Mar

From BiblePortal Wikipedia

King James Dictionary [1]

M`Ar, L marceo.

1. To injure by cutting off a part, or by wounding and making defective as, to mar a tree by incision.

I pray you, mar no more trees by writing songs in their barks.

Neither shalt thou mar the corners of thy beard.  Leviticus 19

2. To injure to hurt to impair the strength or purity of.

When brewers mar their malt with water.

3. To injure to diminish to interrupt.

But mirth is marred, and the good cheer is lost.

4. To injure to deform to disfigure.

Ire, envy and despair

Marr'd all his borrow'd visage.

His visage was so marred more than any man.  Isaiah 52

Moral evil alone mars the intellectual works of God.

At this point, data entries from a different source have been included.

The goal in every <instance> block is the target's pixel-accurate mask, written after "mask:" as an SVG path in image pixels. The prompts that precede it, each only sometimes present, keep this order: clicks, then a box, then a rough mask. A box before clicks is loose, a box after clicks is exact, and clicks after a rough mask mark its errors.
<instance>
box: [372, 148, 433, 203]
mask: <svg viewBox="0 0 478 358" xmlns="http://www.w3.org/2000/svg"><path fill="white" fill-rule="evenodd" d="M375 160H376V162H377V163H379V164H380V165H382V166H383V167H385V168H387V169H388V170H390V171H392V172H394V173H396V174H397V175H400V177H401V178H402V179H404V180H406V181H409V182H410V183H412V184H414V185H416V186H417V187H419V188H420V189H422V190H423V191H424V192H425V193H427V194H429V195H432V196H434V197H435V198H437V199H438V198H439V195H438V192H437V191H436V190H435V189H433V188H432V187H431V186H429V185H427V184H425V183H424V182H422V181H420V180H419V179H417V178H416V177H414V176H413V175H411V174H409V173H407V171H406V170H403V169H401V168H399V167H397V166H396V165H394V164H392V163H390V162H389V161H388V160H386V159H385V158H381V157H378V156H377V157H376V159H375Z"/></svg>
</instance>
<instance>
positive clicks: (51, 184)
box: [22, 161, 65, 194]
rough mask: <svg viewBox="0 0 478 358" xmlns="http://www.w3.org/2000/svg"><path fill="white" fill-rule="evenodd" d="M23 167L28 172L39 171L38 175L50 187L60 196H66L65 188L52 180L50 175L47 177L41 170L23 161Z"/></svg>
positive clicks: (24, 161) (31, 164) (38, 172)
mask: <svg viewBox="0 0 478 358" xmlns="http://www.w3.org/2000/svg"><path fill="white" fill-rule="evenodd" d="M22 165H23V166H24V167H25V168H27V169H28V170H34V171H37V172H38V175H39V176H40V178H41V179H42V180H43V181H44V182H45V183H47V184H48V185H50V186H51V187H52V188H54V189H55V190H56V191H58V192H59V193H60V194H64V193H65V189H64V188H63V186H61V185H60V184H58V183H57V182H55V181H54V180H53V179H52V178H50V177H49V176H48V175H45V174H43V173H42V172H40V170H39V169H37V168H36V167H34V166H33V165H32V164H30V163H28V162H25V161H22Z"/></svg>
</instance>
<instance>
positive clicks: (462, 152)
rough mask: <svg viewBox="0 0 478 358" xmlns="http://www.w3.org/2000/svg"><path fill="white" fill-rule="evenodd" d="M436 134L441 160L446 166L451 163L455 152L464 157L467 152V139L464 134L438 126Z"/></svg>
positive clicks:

This word is not obsolete in America.

Webster's Dictionary [2]

(1): ( n.) A mark or blemish made by bruising, scratching, or the like; a disfigurement.

(2): ( n.) A small lake. See Mere.

(3): ( v.) To make defective; to do injury to, esp. by cutting off or defacing a part; to impair; to disfigure; to deface.

(4): ( v.) To spoil; to ruin.

International Standard Bible Encyclopedia [3]

mar  : "To mar" means "to destroy," "to disfigure," "to damage."   Job 30:13 , "They mar my path" (the Revised Version margin "they break up");  Nahum 2:2 , "and destroyed their vine" (the King James Version "and marred their vine"); compare  Leviticus 19:27;  2 Kings 3:19;  Isaiah 52:14;  Jeremiah 13:9 .

The Nuttall Encyclopedia [4]

A district in S. Aberdeenshire, between the Don and the Dee, has given a title to many earls; one was regent of Scotland in 1572, another, nicknamed "Bobbing Joan," led the Jacobite rising of 1715; on the death without issue of the earl in 1866 the question of succession was at issue; the Committee of Privileges granted it to his cousin, the Earl of Kellie, thereafter Mar and Kellie, and a Bill in Parliament awarding it to his nephew, who is thus Earl of Mar.